Background: This study explored the causal connection among the plasma lipidome, nonalcoholic fatty liver disease (NAFLD), and potential metabolome mediators through Mendelian randomization (MR).

Methods: We obtained summary statistics for 179 plasma lipidome traits (N = 7,174), 1,400 plasma metabolome traits (N = 8,299), and one NAFLD trait from publicly available genome-wide association studies. A two-sample MR analysis was conducted to infer causality. Additionally, multiple sensitivity analyses were conducted to assess the heterogeneity, horizontal pleiotropy, and robustness of the MR findings. MetaboAnalyst 6.0 was used for the pathway analysis of the identified lipids and metabolites. Furthermore, we used mediation analysis to assess whether the effect of plasma lipidome on NAFLD was mediated by plasma metabolome.

Results: The MR analysis predicted a genetically determined causal relationship between plasma lipidomes and NAFLD. No compelling proof was found that genetically predicted NAFLD influenced the risk of the five plasma lipidomes mentioned earlier. Based on established causal relationships between lipids and metabolites, we identified that eight metabolic pathways are closely associated with NAFLD. Our mediation analysis revealed six mediation relationships, indicating the causal pathway from plasma lipids to NAFLD mediated by five specific metabolites. No potential pleiotropy was found in the sensitivity analysis.
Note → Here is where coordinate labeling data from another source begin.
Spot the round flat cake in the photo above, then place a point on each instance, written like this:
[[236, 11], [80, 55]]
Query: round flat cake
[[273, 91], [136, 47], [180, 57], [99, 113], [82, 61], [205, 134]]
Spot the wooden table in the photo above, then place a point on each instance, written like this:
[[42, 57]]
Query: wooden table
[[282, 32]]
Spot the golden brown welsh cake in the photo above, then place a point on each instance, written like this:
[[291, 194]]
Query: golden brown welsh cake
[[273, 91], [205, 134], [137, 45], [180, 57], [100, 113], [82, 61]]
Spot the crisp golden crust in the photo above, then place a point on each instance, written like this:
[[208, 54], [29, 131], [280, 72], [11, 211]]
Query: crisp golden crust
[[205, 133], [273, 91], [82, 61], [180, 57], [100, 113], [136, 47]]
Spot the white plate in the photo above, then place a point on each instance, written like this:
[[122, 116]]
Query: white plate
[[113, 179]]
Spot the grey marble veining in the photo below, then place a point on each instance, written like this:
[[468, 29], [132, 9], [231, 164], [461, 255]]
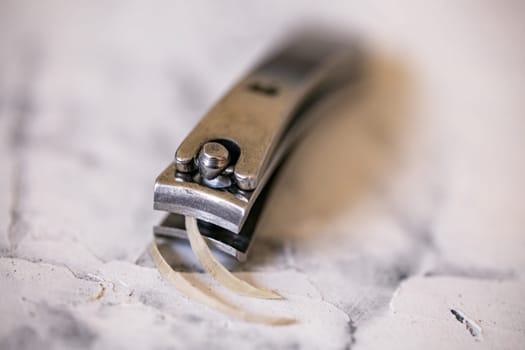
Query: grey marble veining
[[407, 232]]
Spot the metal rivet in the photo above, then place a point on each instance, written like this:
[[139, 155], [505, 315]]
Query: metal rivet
[[213, 159]]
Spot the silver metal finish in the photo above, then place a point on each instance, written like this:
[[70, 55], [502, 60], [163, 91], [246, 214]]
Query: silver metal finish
[[213, 159], [223, 165]]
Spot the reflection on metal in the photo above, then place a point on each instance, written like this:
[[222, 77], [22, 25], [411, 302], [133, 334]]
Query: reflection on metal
[[222, 170]]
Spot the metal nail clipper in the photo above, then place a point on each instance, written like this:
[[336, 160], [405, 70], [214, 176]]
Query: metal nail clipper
[[222, 171]]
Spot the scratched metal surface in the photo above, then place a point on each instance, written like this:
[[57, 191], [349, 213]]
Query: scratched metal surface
[[405, 231]]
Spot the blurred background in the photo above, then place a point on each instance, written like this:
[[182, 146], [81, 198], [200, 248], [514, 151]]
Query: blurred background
[[403, 204]]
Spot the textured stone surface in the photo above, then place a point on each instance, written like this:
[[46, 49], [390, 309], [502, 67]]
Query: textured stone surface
[[398, 224]]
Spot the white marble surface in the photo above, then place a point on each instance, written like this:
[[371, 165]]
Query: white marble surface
[[398, 224]]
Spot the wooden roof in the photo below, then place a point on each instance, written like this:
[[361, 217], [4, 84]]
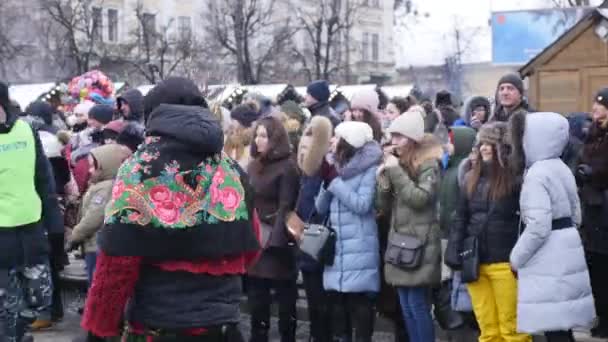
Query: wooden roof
[[565, 39]]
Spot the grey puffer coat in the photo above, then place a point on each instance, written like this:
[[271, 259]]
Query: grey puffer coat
[[554, 291]]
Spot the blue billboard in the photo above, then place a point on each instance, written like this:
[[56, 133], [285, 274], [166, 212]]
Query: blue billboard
[[519, 36]]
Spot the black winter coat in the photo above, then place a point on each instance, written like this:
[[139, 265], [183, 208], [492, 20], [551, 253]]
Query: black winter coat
[[495, 223], [594, 191]]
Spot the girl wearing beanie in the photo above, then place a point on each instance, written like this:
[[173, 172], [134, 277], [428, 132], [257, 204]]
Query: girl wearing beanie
[[364, 108], [487, 213], [408, 186], [353, 280]]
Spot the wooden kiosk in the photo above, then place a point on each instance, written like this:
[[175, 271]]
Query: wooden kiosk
[[565, 76]]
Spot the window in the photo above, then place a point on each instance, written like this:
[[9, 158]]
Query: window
[[184, 27], [112, 25], [375, 47], [365, 47], [148, 22], [96, 24]]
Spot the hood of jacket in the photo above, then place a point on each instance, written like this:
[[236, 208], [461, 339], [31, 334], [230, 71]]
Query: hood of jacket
[[464, 140], [472, 103], [109, 159], [429, 149], [42, 110], [314, 144], [545, 136], [367, 156], [136, 102], [194, 127]]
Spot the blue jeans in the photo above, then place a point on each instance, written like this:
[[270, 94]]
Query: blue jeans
[[25, 291], [90, 259], [416, 307]]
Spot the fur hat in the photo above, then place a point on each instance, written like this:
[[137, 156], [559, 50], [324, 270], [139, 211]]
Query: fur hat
[[355, 133], [319, 90], [513, 79], [102, 113], [602, 97], [365, 99], [495, 134], [293, 111], [246, 114], [409, 124], [443, 98]]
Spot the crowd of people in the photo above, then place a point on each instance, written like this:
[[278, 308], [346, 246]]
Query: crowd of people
[[181, 207]]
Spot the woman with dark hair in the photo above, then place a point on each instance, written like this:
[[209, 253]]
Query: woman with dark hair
[[353, 280], [274, 179], [364, 108], [407, 190], [487, 210]]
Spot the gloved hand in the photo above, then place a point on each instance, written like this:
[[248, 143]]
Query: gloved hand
[[328, 173], [70, 246], [583, 173]]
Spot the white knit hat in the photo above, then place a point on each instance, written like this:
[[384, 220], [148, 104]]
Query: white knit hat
[[51, 144], [365, 99], [83, 108], [355, 133], [408, 124]]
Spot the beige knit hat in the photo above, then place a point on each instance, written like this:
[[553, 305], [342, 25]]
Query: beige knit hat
[[365, 99], [408, 124]]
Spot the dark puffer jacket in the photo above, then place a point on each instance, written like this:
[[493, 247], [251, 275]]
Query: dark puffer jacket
[[275, 180], [497, 232], [594, 190], [135, 100]]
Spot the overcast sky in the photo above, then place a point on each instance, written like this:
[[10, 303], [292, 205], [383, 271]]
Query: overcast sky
[[427, 40]]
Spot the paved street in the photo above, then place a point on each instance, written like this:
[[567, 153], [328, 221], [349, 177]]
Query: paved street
[[69, 327]]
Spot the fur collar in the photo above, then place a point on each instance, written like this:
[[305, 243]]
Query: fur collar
[[429, 150]]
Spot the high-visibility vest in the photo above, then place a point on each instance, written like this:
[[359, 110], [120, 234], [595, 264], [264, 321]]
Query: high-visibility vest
[[20, 203]]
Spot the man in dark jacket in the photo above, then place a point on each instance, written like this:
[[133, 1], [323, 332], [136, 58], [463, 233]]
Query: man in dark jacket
[[131, 105], [510, 98], [25, 280], [317, 101]]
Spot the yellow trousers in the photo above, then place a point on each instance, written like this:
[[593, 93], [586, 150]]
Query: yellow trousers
[[494, 298]]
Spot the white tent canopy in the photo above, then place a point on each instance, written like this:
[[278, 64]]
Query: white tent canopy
[[25, 94], [401, 90]]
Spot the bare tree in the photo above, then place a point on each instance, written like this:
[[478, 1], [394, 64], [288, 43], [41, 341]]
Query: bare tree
[[326, 27], [250, 32], [11, 46], [76, 27], [570, 3]]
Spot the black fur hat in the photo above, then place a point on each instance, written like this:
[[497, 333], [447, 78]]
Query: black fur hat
[[517, 157]]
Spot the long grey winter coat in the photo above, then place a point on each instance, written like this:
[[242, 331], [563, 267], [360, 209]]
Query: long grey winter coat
[[554, 291], [350, 202]]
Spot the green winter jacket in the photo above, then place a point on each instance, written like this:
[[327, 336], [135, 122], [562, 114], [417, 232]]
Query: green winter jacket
[[109, 158], [413, 207], [449, 193]]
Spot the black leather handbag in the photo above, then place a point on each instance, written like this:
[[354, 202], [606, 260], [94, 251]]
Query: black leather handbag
[[470, 253], [404, 251], [319, 242]]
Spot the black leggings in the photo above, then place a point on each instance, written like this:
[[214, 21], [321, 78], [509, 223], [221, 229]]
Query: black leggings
[[352, 311], [559, 336]]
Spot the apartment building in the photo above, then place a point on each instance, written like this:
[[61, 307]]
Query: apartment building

Conclusions: In summary, our study identified causal relationships between plasma lipidomes, plasma metabolomes, and NAFLD. Certainly, the impact of plasma lipidomes on NAFLD is not limited to plasma metabolomes, indicating a need to further investigate into other possible mediators. These identified factors may become new biomarkers of the NAFLD contributing to its prevention, diagnosis, and treatment.